The PSP is not a console starved for role playing games. Sony's aging handheld has a huge library to choose from, mainly Japanese and mainly of very high quality. White Knight Chronicles: Origins is yet one more to add to the already crowded list. Timed to coincide with the release of its big brother, White Knight Chronicles 2 on the PS3, Origins brings the same cooperative multiplayer and real-time combat that the series is known for, but is it enough to distinguish the title amongst its peers or will it get lost in a sea of similar games?
Set 10,000 years before the original game in a time known as the Dogma Wars. The story concerns your custom hero escaping and falling in with a band of mercenaries known as the mobile corps after an attack on his or her home city. The corps are racing in a giant horsedrawn train to the land of Athwani, the last hope to stop the evil Yshrenian forces from taking over the world with an army of gigantic warrior knights. The story throughout the game is actually pretty lackluster and thin despite a relatively interesting if generic premise. Furthermore the characters are identikit creations seen hundreds of times before in other games and apart from your own character, who remains largely mute, it is hard to care at all about the plot. The story, what there is of it, exists only because RPGs are supposed to have them and is little more than window dressing for what Origins chooses to focus its energies on, namely questing.
In fact questing (the part of RPGs where players take on tasks aside from the main story to earn rewards) makes up the entirety of White Knight Chronicles: Origins. The entire game is negotiated via quests selected from inside the giant train that acts as a hub, and once chosen you are instantly transported to the theatre of battle. So no map, no world to explore, no towns to visit or new races to meet.

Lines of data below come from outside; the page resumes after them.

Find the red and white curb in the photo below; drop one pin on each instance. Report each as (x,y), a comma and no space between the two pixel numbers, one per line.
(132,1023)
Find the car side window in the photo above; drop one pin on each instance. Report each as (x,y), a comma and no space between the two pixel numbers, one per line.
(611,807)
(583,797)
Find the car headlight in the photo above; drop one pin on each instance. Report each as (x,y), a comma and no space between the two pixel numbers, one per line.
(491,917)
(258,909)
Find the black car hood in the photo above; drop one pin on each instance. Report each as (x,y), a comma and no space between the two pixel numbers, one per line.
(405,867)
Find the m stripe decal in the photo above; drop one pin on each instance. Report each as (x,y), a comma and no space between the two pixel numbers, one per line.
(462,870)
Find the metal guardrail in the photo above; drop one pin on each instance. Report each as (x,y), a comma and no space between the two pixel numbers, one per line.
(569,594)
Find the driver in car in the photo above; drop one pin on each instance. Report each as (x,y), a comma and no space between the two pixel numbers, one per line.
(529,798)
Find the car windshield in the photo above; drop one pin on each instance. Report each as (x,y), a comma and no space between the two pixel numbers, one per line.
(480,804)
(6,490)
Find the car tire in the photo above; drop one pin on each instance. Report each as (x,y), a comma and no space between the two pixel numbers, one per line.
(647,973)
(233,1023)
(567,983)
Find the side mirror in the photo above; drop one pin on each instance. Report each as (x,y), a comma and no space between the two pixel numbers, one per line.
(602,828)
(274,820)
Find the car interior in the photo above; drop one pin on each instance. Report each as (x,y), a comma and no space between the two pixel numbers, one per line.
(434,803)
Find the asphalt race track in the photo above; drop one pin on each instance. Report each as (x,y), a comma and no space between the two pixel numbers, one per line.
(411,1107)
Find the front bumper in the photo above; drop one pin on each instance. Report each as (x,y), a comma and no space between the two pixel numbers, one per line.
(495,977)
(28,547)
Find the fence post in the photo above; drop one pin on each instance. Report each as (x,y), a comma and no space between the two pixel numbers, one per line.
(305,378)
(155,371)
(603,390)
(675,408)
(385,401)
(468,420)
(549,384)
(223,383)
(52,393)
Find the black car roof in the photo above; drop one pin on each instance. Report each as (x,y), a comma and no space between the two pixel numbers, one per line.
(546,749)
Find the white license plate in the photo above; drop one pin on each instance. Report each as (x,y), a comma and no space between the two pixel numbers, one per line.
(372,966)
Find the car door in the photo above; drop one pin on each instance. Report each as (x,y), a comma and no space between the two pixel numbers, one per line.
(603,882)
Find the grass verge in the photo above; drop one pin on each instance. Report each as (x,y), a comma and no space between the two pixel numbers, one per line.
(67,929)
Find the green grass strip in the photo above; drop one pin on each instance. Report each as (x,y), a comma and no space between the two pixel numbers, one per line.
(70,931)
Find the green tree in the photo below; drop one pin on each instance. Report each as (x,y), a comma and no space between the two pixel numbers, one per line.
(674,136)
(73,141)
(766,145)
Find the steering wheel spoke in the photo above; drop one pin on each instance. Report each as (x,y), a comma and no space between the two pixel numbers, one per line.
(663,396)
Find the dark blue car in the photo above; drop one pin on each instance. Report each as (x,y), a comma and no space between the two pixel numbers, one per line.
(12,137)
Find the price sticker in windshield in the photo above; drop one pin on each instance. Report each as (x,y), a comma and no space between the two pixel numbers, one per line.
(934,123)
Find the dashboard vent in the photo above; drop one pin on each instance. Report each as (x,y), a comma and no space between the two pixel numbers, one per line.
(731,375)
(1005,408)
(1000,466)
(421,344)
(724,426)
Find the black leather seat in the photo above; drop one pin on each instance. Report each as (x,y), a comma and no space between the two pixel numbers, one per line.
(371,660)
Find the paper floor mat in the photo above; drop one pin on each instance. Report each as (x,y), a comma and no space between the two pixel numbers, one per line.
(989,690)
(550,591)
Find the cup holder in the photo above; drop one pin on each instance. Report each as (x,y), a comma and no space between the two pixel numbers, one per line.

The quest's themselves aren't particularly imaginative and are mostly composed of tasks such as 'find 3 of these' or 'kill ten of those' and take place in randomly put together dungeons. Exploring these environments is pretty dull as each consists of a series of bland interconnecting rooms which may or may not contain baddies and treasure. That's about it. Cripplingly slow load times add to this to make the experience even more of a slog, it really does bring new meaning to what RPG fans refer to as a 'dungeon crawl'. Considering that the entire structure of the game is built on these quests, it's a real blow that they take place in environments that are so woefully dull and repetitive.
Thankfully the combat system is a lot more entertaining. Enemies (consisting of the usual suspects of demons and monsters recognizable by anyone who's ever played a final fantasy game) are targeted in real time, then attacks are selected and executed, dealing damage. Special moves can be learnt which cost action points to perform but reward with higher damage and cooler animations than basic attacks. It's a simple but effective system, uncluttered and easy to understand. Missions are undertaken alone with three computer (or if online, human) controlled allies. These AI pals earn experience along with your character and develop new abilities as you favor them in battle. They each also have their own fighting styles that can be selected at the start of a quest. These styles (broadly attack, defence, magic etc) determine how the party, upon filling up an 'optimus bar', can morph into power ranger style super powered space knights (or something) dealing more damage with powerful attacks.
Each quest is a veritable loot fest with enemies spilling out goodies with generous abandon upon their death. Items can be used to upgrade stats and skills or forge weapons into deadlier forms. Item and inventory management takes place on the train/hub (which conveniently also acts as foundry, shop, magic academy and job centre) and is as simple and intuitive as the combat without being too dense. There are a real wealth of stats available to examine and tinker with and a good variety of items and equipment to get lost in. It's a stat fan's dream but never feels too complex to handle or understand thanks to an easy to navigate interface and the fact that anyone who has played any RPG before will feel right at home.
White Knight Chronicles: Origins is not a deep game however, in stripping back all the story telling and exploration, Sony have created an RPG that is simply about grinding, grinding away through quests, leveling up, winning loot, buying bigger swords and so on. Although this can be fun, without decent storytelling, compelling characters, interesting environments or lively worlds, it all becomes rather meaningless and repetitive. Its not a bad game, it's just that when there are so many others on the PSP that do it better, it's hard to recommend to anybody but the most diehard RPG fans.